Étienne Chouard en interview

Étienne Chouard : Dissident ou Visionnaire de la Démocratie ?

Il y a des noms qui, lorsqu’ils sont prononcés dans le débat public, provoquent immédiatement des froncements de sourcils et des silences gênés. Étienne Chouard fait partie de ces personnages devenus, presque malgré eux, des figures sulfureuses du paysage intellectuel français. Coupable d’avoir trop réfléchi sur la démocratie, et surtout d’avoir voulu en parler avec tout le monde, il s’est attiré les foudres du camp du Bien, celui qui décide de qui a le droit d’être entendu et qui doit être relégué aux marges. Pourtant, ses idées méritent qu’on s’y attarde, ne serait-ce que pour comprendre pourquoi elles dérangent tant.

Parcours et influences

Ancien professeur d’économie-gestion, Étienne Chouard émerge sur la scène publique en 2005, lorsqu’il publie sur son blog une analyse détaillée du traité établissant une Constitution pour l’Europe. Son texte, partagé massivement, contribue à nourrir le camp du « non », qui finira par l’emporter lors du référendum. Il devient alors une voix influente dans les milieux critiques de l’Union européenne et du système représentatif en général.

Depuis, Chouard n’a cessé d’explorer les rouages de ce qu’il considère comme une imposture démocratique. Son combat : démontrer que l’élection, loin d’être l’outil suprême de la souveraineté populaire, est en réalité un instrument de confiscation du pouvoir par une élite. Il s’inspire notamment d’auteurs comme Cornelius Castoriadis et des expériences de démocratie directe, en particulier l’Athènes antique et certaines pratiques suisses contemporaines.

Une critique radicale de la démocratie représentative

Pour Chouard, notre système politique actuel ne mérite même pas le nom de « démocratie« . Il parle plutôt d’un « système oligarchique à masque démocratique ». Les élus, une fois en poste, deviennent une caste protégée de toute remise en cause populaire, guidée par ses propres intérêts plutôt que par la volonté générale.
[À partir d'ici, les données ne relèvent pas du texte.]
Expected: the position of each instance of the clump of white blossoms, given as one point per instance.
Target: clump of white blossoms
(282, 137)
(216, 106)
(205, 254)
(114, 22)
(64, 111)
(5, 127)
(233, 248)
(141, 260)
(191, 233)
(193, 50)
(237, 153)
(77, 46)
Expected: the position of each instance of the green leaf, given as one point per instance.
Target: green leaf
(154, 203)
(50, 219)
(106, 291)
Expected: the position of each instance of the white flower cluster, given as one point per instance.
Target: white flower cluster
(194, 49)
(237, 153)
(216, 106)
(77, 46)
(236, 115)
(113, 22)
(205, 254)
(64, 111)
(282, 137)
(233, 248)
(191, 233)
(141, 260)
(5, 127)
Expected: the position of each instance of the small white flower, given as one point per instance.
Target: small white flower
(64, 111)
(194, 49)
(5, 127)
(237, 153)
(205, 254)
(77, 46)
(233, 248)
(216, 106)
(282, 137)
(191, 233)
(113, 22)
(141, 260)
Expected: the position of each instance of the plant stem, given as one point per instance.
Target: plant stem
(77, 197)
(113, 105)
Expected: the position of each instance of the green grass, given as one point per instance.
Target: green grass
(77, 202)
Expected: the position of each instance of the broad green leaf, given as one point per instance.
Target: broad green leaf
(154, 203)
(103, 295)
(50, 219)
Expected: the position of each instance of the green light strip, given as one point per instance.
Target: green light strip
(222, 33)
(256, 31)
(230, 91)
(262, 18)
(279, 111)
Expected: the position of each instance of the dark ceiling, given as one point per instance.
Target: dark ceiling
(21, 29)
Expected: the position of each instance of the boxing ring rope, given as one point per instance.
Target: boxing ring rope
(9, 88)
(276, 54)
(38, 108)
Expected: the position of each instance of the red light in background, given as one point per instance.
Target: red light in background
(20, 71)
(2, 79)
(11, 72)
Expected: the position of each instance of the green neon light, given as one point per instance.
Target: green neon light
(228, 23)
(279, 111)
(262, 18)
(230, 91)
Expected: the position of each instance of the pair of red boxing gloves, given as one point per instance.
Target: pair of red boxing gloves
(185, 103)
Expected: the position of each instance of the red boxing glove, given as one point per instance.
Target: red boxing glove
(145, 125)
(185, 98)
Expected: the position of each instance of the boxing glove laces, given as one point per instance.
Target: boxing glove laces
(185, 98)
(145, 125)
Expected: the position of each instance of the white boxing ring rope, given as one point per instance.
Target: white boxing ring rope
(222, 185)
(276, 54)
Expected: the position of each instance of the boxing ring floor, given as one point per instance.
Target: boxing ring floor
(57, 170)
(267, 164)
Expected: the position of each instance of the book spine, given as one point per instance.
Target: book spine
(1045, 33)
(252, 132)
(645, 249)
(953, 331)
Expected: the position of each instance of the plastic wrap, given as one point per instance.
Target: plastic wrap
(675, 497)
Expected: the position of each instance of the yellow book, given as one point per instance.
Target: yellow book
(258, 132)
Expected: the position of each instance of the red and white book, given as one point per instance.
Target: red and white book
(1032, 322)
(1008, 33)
Selon lui, le suffrage universel, tel qu’il est pratiqué aujourd’hui, n’est qu’un leurre destiné à donner l’illusion du choix aux citoyens tout en maintenant le véritable pouvoir entre les mains d’une minorité.

Illustration d'une assemblée parlementaire où les politiciens sont manipulés par des fils comme des marionnettes, symbolisant la mainmise invisible sur le pouvoir.

Ses propositions : vers une démocratie véritablement citoyenne ?

Si l’élection est un piège, quelle alternative ? Chouard défend avec ferveur l’idée du tirage au sort des représentants, une pratique déjà expérimentée à certaines périodes de l’histoire. Il voit dans cette méthode un moyen de réintroduire une véritable égalité politique et d’éviter la professionnalisation du pouvoir. Autre cheval de bataille : le référendum d’initiative citoyenne (RIC), qui permettrait aux citoyens d’imposer des décisions sans passer par l’intermédiaire des élus. Il milite également pour l’organisation d’assemblées constituantes populaires, censées redéfinir les règles du jeu démocratique.

Représentation symbolique du tirage au sort politique : des citoyens anonymes sont choisis dans une urne tandis qu’en arrière-plan, des élus professionnels assistent à la scène, passifs.

Polémiques et ostracisation médiatique

Mais voilà, parler de démocratie avec tout le monde, y compris avec des figures sulfureuses, ça ne pardonne pas. Chouard a été violemment attaqué pour avoir accepté de débattre avec des personnalités comme Alain Soral ou pour ses hésitations face à des questions sensibles comme l’existence des chambres à gaz (maladresse qu’il a lui-même regrettée). Résultat : bannissement des grands médias, réputation entachée, et réduction au silence d’un intellectuel dont les propositions auraient pourtant mérité d’être discutées au lieu d’être caricaturées.

Un homme seul face à un mur imposant couvert de logos de grands médias, illustrant l’ostracisation et le silence imposé dans l’espace public.

Démocratie Confisquée : La Critique Radicale d’Étienne Chouard

Faut-il être d’accord avec Étienne Chouard ? Pas nécessairement. Mais faut-il le réduire à un paria pour autant ? La démocratie suppose le débat, même avec ceux qui dérangent. Le traitement qui lui a été réservé en dit peut-être plus long sur l’état du débat public en France que sur Chouard lui-même. Et si sa mise à l’écart prouve une chose, c’est peut-être que ses critiques du système représentatif ne sont pas si absurdes que ça.